June 28, 2022 - UTMediaCAT/mediacat-docs GitHub Wiki
Agenda
- send the stacked area charts and one way vector diagrams from KPP data
- troubleshooting errors on postprocessor discovered with KPP testing
- update to metascraper to include db to deal with errors and with re-starting after being stopped - use arbutus
- dask multithreading for postprocessor - trouble-shooting why slower
- consider D3 or similar for visualizing vector diagrams
- Twitter: embedded tweet issue:
- when Graham back on:
- the guardian crawl: filter out comments urls
- for next week: consider borealis to store datasets
Visualizations
- stacked area charts and vector diagrams?
- making jupyter notebook work
- some of the earlier work from Alice could be helpful hear, by domain and url for vector diagrams
- can use D3 for visualizations -- can use it in local server
Postprocessor:
- update to metascraper to include db to deal with errors and with re-starting after being stopped - use arbutus
- seems to be working, and Shengsong will test on Graham when return
- dask multithreading for postprocessor - trouble-shooting why slower
- not yet, need large data set
- errors with new postprocessor
- seems to be certain errors with capital letters, and maybe some problem parsing of citation scope
crawls:
- assuming they are on hold
storage:
- make a private repo on Github and use to store our datasets
- Alejandro will make a spreadsheet with list of crawls, and information
action items
- visualizations: try D3 or other for better visualization library
- postprocessor:
- test changes to metascraper
- test changes with dask multithreading
- finalize trouble-shooting with postprocessor difference on KPP data (capital letters, scope issue, etc)
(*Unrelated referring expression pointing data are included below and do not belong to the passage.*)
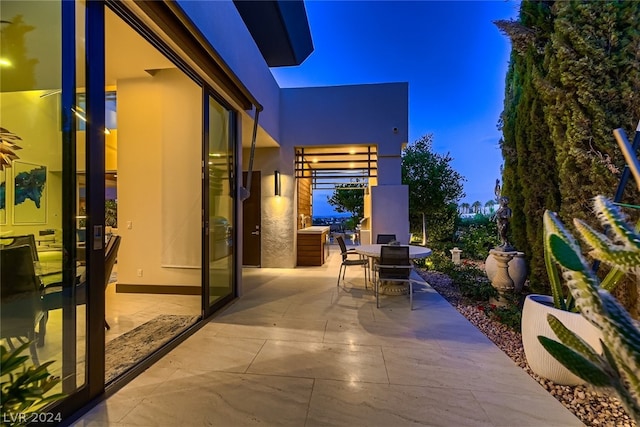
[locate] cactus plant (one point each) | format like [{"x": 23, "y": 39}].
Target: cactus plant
[{"x": 618, "y": 368}]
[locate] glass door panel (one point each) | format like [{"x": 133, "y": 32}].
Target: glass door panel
[
  {"x": 221, "y": 203},
  {"x": 36, "y": 209}
]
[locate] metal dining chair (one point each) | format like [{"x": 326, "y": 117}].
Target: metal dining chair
[
  {"x": 383, "y": 239},
  {"x": 394, "y": 266},
  {"x": 21, "y": 300},
  {"x": 344, "y": 252}
]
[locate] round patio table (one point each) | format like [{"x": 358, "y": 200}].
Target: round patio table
[{"x": 373, "y": 252}]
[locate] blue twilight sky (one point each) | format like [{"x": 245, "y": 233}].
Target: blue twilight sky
[{"x": 450, "y": 52}]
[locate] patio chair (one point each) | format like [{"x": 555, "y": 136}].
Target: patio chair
[
  {"x": 363, "y": 262},
  {"x": 383, "y": 239},
  {"x": 21, "y": 300},
  {"x": 394, "y": 266}
]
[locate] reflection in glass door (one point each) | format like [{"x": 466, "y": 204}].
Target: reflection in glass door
[
  {"x": 42, "y": 296},
  {"x": 221, "y": 213}
]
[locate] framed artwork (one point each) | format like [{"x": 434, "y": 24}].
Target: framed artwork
[
  {"x": 30, "y": 193},
  {"x": 3, "y": 197}
]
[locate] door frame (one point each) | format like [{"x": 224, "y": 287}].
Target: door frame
[
  {"x": 208, "y": 309},
  {"x": 256, "y": 178}
]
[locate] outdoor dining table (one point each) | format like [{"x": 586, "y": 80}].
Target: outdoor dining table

- make a private repo on Github and use to store our datasets
- Alejandro will make a spreadsheet with list of crawls, and information
- Twitter: embedded tweet issue:
Backburner
- Apify pre-navigation: probably need a blacklist for each domain, but could look into it in the future
- using crawler proxies
- adding to regular postprocessor output:
- any non-scope domain hyperlink that ends in .co.il
- any link to a tweet or twitter handle
- This is a bit outside our normal functionality, so I will put it on the backburner for now.
- what to do with htz.li
- finding language function
- image_reference function